Tonal components are sine-shaped signals that get added after IMDCT on decoding.
Tonal components have their own stereo processing which is not connected to the residual spectrum stereo processing, this is the cause that the serialized tone data has a header that is not replicated per channel. The first bit in the tone info header defines the dynamic range. In the high-dynamic-range mode, the levels for each tone are chosen on a 64 step exponential amplitude scale, while in low-dynamic range, only an overall level is chosen on the exponential scale, and the individual tones have the level chosen on a 16-level linear scale.
The number of bands with tones encoded is independent of the number of bands with residual spectral data and given after the choice of dynamic range. For stereo streams, flags for each band follow, namely whether tones in these band are shared between channels, whether master is left or right and whether the right channel should receive a 180° phase shift.
Finally, for each channel the tone info is stored. For the master channel, tone info for all bands is stored while for the slave channel, tone info for the shared bands is missing, as it was already encoded for the master channel. Each band with at least one tone has one common optional start and optional end time for all tones in that band, while each individual tone has pitch, level and phase info.
For the master channel, start/end info is always directly encoded: Both the start and end time are encoded as one bit indicating whether there is a star or end time followed by 5 bits for the start/end time. On the slave channel, there is one mode bit indicating whether the start/end info is present for the slave just as it is for the master channel, or the master channel info should be copied to the slave channel.
For each band, the count of tones in this band is encoded in one out of two modes for the master channel, or one out of four modes for the slave channel. The sum of all tone counts (shared master/slave bands have their tones counted only once) should not be bigger than 48.
For each band with tones, a four-bit number tells the number of tones in that band.
For each band with tones, a VLC symbol is stored giving the number of tones in that band (maximum is 7 in this case).
For each band with tones, a VLC symbol is stored telling the difference of the tone count between master and slave channel. The difference is a signed 3-bit numbers, while the tone count is 4 bits, and wraparound occurs after 15
No data is stored in this case.
For each tone, the pitch is stored, using near-plain encoding or difference-to-master encoding (obviously available only on the slave channel)
If there is more than one tone in the band, a bit flag tells whether the tones are stored in ascending or descending pitch order. (for only one tone, order obviously doesn't matter). Tone pitches are numbers between 0 and 1023, duplicates are encodable (i.e. two times the same pitch in succession). The first tone is always encoded using ten bits. In ascending mode: each further tone is encoded with a bit count depending on the pitch of the last tone. If the previous tone was below 512, 10 bits are used. If the tone was above or equal to 512, but below 768, 9 bits are used, and 512 is added to the number to obtain the pitch, and so on, up 2 bits if the previous tone was between 1020 (inclusive) and 1022 (exclusive), where 1020 is added to obtain the pitch and finally 1 bit if the previous tone was 1022 or 1023 using a base of 1023. Following the pattern a zero-bit encoding would be expected if the last tone was 1023; this is not the case.
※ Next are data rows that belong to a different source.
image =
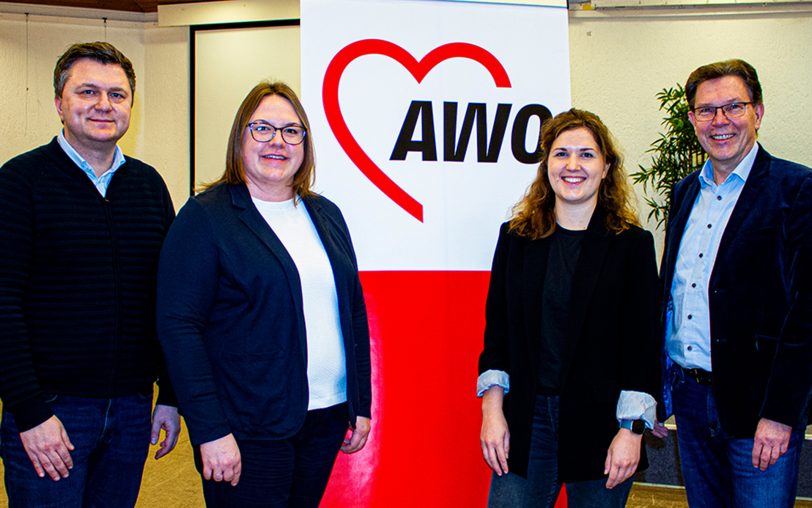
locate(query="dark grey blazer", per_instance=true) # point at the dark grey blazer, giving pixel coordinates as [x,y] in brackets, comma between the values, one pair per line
[611,343]
[231,322]
[759,295]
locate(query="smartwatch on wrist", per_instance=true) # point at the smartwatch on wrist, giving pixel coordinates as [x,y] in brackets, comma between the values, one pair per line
[636,426]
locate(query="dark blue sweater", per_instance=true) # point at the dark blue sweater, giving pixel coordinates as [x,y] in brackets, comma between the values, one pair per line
[77,282]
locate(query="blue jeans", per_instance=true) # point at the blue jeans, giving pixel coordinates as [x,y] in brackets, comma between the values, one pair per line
[541,487]
[111,440]
[718,469]
[286,473]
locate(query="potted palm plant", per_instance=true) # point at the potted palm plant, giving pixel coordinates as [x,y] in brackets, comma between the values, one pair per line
[676,154]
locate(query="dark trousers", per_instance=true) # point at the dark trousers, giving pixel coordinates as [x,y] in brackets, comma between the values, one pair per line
[717,468]
[540,488]
[111,440]
[291,472]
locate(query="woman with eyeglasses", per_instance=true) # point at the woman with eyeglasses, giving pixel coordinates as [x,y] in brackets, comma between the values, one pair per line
[262,318]
[570,363]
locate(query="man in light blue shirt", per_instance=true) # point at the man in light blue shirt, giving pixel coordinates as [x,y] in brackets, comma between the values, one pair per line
[737,306]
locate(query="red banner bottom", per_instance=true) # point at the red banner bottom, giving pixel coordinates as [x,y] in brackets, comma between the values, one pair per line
[426,335]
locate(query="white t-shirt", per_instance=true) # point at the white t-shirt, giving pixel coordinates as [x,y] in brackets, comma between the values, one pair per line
[326,366]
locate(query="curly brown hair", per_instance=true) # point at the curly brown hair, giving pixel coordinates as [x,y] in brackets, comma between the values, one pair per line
[534,216]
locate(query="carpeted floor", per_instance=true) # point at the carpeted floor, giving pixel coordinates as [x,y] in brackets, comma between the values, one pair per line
[173,482]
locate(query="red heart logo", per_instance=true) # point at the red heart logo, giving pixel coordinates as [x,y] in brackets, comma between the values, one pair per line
[419,69]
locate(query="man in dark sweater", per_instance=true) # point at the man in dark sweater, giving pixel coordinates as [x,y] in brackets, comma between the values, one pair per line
[81,227]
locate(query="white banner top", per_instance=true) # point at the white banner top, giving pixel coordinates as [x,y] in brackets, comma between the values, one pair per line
[426,117]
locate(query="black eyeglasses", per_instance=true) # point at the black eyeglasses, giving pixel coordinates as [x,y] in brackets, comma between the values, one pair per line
[732,110]
[263,132]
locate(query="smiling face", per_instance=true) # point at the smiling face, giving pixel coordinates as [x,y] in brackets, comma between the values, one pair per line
[575,168]
[270,167]
[727,140]
[95,106]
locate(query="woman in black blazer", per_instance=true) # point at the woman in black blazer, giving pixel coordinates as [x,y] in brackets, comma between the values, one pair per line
[570,360]
[262,318]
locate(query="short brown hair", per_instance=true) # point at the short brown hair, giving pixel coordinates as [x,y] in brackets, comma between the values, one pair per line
[534,215]
[235,171]
[734,67]
[102,52]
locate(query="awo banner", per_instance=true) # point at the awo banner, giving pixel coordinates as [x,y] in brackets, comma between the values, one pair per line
[426,118]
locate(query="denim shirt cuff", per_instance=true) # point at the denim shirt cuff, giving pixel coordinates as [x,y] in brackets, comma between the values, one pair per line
[491,378]
[633,405]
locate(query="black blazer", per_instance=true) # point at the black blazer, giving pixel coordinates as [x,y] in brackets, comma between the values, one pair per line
[611,343]
[231,323]
[759,295]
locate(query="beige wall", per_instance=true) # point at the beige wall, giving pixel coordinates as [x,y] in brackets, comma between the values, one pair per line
[619,60]
[160,121]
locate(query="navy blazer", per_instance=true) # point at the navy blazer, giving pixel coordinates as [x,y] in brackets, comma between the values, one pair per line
[611,344]
[231,322]
[759,295]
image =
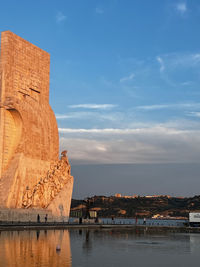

In descending mode: Tones are encoded with 10 bits if the previous tone has a pitch above or equal to 512, encoded with 9 bits if the previous tone has a pitch above or equal to 256 and so on, up to a 1 bit encoding if the previous tone had a pitch of one or zero. The pitches are then reversed (to re-obtain an increasing order) before they are stored into the tones. That means even in decreasing-pitch storage orders, the tone with the lowest index is the one with the lowest pitch.
In each band, the slave pitches of all tones are encoded as difference to the master pitch with the same tone index in that band (if present) or the master tone with the highest index that is present, or, if there are no master tones at all, as difference to 0. Difference application wraps at 1024.
For the compression of level information in the slave channel, tones in the slave channel are linked to tones in the master channel based on their pitch. The linking algorithm is like this:
In high-dynamic range mode, the level of each tone is stored on a logarithmic scale. The value between 0 and 63 can be encoded in one of four modes, the last two only being available on the slave channel (as they refer linked tones).
The level of each tone in each band is encoded as a plain 6-bit number.
The level of each tone in each band is stored using a variable-length code. The possible level values range between 20 and 51 in this case.
The level of each tone in each band is stored as variable-length-encoded difference to the level of the linked tone in the master channel, which is assumed as 34 if there is no linked tone. The difference application does not wrap.
The level of each tone that is linked to a master tone is copied from the master tone level, unlinked tones get a default level of 32.
In low-dynamic range mode, the base level of all tones in a band is described by one common value on an logarithmic scale, with each individual tone having a linear scaled additional level. This allows a more fine-grained level control if all tones in a band have approximately the same level. The encoding modes are similar, but not equivalent to the level info of the HDR mode:
The base level of each band is encoded as a plain 6-bit number.
The base level of each band is stored using a variable-length code. The possible level values range between 24 and 55 in this case.
The base level of each band is stored as variable-lenght-encoded difference to the master level of base level of the corresponding band in the master channel, which is assumed as 44 if the master channel has no tones. Difference application does not wrap.
The base level of each band is copied from the corresponding master base level; Bands without tones in the master channel get a base level of 49.
The individual linearly-scaled tone levels (on a scale between 0 and 15) in LDR mode are stored similar to the logarithmic tone levels in HDR mode:
The level of each tone is encoded as a plain 4-bit number
The level of each tone is encoded using a variable-lenght code. Bands with just one tone use a different code than other bands, probably because the coarse scaling using the logarithmically coded base level can be adjusted more precisely to match the tone level.
The level of each tone in each band is stored as variable-lenght-encoded difference to the level of the linked tone in the master channel, which is assumed as 12 if there is no linked tone. Difference applications wraps around.
The level of each tone that is linked to a master tone is copied from the master tone level, unlinked tones get a default level of 14.
The phase is encoded as plain 5-bit-number for each tone.